We knew that the GPS updates happen at exactly 1 second intervals, as GPS messages are received at extremely precise times. If there are 100 samples in between GPS updates (instead of the expected 99) it must be because we are sampling too frequently.
The same timer interrupt that drives the uADC’s clock also triggers the sampling process. Because there were too many samples in the log, we deduced that the timer interrupt must have executed too frequently.
Why was the timer interrupt firing too frequently?
A timer interrupt is initialized to periodically execute after a certain number of CPU cycles. We wanted our interrupt to fire every millisecond. Our CPU was clocked at 60 MHz, so we initialized the interrupt to fire every 60,000 CPU cycles.
If our interrupt was firing too frequently, our CPU must be overclocked.
Approximating our actual CPU frequency
Assume the customer’s flight time was exactly four hours and 10 extra samples were logged over their flight.
Because we had the customer’s logged data and their flight time, we could use the number of logged samples to estimate the frequency our CPU’s clock was actually running at.
By observing that a sample should be triggered every 600,000 CPU cycles, we can approximate the total number of CPU cycles over our flight by multiplying 600,000 with the number of samples logged. We can then divide the total number of CPU cycles with our flight time to estimate our CPU’s actual clock frequency.

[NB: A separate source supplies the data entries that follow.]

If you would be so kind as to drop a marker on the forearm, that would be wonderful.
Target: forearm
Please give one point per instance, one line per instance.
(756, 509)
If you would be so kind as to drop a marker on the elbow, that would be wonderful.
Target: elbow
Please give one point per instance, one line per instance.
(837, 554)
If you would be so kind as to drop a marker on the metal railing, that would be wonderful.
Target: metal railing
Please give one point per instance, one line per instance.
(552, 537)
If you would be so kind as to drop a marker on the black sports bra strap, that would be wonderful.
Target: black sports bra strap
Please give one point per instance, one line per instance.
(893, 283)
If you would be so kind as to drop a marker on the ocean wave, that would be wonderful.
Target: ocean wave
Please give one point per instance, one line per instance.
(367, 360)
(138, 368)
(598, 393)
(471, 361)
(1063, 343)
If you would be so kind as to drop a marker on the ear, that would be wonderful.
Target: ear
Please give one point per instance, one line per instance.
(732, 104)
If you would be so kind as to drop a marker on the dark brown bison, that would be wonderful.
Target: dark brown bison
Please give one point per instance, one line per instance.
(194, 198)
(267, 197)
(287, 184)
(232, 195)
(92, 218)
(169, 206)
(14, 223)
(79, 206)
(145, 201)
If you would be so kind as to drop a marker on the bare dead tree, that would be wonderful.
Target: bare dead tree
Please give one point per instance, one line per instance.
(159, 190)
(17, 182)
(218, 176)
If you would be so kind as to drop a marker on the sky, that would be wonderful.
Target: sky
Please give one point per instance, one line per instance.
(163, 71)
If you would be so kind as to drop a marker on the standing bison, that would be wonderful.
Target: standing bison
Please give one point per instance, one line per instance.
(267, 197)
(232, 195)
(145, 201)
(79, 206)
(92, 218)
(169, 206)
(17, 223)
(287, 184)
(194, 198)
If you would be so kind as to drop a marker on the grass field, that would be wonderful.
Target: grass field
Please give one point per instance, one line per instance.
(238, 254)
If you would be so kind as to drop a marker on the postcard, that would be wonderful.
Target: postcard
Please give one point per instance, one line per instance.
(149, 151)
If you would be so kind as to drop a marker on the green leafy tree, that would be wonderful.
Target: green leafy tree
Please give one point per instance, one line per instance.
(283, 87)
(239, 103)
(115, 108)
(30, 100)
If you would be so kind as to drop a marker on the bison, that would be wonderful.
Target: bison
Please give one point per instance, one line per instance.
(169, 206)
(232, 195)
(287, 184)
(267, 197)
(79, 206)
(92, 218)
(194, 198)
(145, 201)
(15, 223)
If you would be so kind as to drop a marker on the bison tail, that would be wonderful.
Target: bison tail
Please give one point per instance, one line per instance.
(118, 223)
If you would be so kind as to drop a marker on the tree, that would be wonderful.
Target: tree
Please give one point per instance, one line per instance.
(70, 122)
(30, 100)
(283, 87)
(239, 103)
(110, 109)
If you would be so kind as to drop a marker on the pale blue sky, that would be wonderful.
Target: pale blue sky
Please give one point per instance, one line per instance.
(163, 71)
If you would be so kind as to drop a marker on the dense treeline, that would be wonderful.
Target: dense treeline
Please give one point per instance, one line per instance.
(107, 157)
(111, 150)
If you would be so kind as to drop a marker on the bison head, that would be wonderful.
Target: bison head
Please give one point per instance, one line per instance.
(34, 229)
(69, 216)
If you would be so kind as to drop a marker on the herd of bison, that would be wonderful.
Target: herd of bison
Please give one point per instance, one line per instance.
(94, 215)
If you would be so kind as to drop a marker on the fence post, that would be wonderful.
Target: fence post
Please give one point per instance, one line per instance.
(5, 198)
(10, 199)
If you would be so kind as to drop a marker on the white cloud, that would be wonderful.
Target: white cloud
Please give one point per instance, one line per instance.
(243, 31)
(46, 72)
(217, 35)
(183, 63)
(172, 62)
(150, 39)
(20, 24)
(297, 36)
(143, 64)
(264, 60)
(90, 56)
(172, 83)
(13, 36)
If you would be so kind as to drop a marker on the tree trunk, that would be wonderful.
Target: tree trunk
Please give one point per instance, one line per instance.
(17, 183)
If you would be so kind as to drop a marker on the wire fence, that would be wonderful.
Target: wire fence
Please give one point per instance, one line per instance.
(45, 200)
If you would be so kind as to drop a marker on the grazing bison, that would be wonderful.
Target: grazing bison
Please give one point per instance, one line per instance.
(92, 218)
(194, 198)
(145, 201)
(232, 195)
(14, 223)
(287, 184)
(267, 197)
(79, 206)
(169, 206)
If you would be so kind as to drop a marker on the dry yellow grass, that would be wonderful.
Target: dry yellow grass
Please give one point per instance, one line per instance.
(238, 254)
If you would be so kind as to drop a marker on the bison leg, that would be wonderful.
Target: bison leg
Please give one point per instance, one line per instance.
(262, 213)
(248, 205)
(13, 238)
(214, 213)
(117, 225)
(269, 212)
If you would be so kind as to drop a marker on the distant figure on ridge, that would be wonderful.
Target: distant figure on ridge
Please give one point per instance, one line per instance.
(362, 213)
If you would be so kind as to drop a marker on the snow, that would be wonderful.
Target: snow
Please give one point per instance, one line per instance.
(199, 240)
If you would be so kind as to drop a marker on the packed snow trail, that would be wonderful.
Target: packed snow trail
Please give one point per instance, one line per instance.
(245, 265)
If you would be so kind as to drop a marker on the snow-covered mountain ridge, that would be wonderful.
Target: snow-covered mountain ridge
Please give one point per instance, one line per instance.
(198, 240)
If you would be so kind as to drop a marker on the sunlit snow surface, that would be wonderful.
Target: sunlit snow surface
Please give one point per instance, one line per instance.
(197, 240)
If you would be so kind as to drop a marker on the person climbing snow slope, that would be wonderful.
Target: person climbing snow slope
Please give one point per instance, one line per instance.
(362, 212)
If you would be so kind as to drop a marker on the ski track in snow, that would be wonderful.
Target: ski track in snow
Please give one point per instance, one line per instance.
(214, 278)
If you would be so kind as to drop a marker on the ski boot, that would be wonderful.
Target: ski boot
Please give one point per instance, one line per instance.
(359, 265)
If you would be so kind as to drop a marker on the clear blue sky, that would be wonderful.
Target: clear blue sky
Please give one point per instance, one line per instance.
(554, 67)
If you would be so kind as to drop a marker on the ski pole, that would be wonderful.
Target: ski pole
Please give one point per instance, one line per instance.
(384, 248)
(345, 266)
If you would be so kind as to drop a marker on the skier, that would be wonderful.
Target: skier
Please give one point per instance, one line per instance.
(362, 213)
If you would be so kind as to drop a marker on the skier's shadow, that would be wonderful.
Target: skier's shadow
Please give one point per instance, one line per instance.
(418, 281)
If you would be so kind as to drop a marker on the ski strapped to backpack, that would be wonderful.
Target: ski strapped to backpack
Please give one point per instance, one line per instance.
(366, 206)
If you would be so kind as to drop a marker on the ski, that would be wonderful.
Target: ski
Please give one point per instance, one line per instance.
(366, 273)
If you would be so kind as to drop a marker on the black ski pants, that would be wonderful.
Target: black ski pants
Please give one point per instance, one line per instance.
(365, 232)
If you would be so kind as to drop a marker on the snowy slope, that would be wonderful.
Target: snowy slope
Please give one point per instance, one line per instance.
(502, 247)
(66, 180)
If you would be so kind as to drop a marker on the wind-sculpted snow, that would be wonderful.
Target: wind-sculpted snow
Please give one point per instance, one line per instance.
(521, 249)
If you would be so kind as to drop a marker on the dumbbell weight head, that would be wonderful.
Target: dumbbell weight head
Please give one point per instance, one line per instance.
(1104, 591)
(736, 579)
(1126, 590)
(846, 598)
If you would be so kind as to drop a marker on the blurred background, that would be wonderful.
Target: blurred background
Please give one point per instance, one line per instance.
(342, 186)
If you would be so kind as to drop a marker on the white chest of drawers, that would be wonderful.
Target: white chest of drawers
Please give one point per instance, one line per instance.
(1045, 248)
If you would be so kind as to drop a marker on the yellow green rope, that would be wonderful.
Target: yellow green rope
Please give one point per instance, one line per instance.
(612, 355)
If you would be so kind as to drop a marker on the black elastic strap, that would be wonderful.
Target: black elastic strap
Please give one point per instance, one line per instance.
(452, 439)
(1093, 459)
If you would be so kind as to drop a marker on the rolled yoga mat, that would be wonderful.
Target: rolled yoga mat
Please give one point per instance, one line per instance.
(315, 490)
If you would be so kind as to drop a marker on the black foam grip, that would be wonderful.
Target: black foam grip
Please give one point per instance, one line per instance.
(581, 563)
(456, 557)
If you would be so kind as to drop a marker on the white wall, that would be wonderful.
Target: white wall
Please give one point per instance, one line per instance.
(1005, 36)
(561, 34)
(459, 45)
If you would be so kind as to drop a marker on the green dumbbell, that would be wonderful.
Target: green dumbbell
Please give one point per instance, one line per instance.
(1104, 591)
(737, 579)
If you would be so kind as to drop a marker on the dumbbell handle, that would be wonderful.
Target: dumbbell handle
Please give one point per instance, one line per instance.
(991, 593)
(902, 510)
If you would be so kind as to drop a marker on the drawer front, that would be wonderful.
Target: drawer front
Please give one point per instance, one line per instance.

Is the quartz crystal’s resonance frequency changing?
The CPU clock is driven by a quartz crystal’s resonance frequency. The resonance frequency of a quartz crystal can increase with temperature. Is it possible our crystal’s frequency is changing?
Because the uADC has an 8 MHz crystal, to get our clock rate of 60 MHz we multiply the crystal’s resonance frequency by 10, divide by 4, and multiply by 3.
Using our example above, given that our CPU only had an extra ~417 cycles every second, our quartz crystal only needed to generate an extra 417 / 10 * 4 / 3 = 55.6 cycles per second.
We checked the spec sheet for the crystal and this amount of change was indeed possible as the temperature increased.
Our hypothesis
Since the customer’s UAV was flying at a high altitude where the atmosphere was less dense, we believe that:
- there were less air molecules to conduct the heat away
- causing our electronics to overheat
- causing the quartz crystal’s resonance frequency to increase
- causing the CPU to become overclocked
- and the timer interrupt to fire too frequently
- causing too many samples to be logged for the customer’s flight time.
Correcting the Customer’s Data
Luckily, the customer did not need sampling precisely at 100 Hz and only required corrected timestamps.
Since our clock is ticking slightly fast, after we first initialize the clock the error in the samples timestamps will be relatively small, but the longer the flight continues the error will get progressively worse.
If we assume each sample’s frame time is slightly shorter than the expected 10 ms and assume our error accumulates monotonically, we can define bounds for each sample’s true timestamp.
The Solution
The long-term solution was to calibrate the timer interrupt based on the number of CPU cycles between received GPS messages.